Pavement Condition Index Scanning
Laser-Equipped Trucks Take Pavement Distress Data
Rocklin is going high tech to assess the condition of City-maintained streets and plan for future improvements. On Monday, April 27, City contractors began a Pavement Condition Index (PCI) Scan, utilizing laser scanners equipped to trucks to take pavement distress data for each of the 565 lane miles in Rocklin.
The laser takes thousands of data points and compiles them to determine the overall condition of each street and lane in the City. The scan will last two to three weeks, and the data collected will inform a five-year work plan.

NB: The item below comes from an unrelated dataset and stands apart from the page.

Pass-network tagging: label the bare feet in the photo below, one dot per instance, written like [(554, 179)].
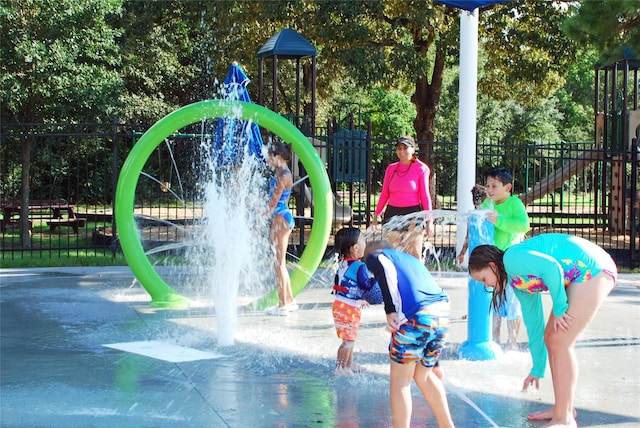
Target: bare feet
[(357, 368), (547, 414), (561, 424), (349, 371), (437, 370)]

“This scan will assess current pavement conditions to help strategize road repair and maintenance. Our goal is to continue providing safe streets for our residents, and this will help us accomplish that effectively,” Myron Phouaypha, Assistant Civil Engineer, said.
The PCI gives each street a pavement distress rating in the form of a numerical grade from 0-100. A score of 90 or higher is excellent with little distress, a grade of 80-89 is very good with slight distress, and so on. The roads with the lowest scores will be prioritized for maintenance.
Updated surface distress data must be collected on all street segments in order to be eligible for state and federal roadway funding. The services are paid for by a gasoline sales tax from the SB-325 Fund and the General Fund.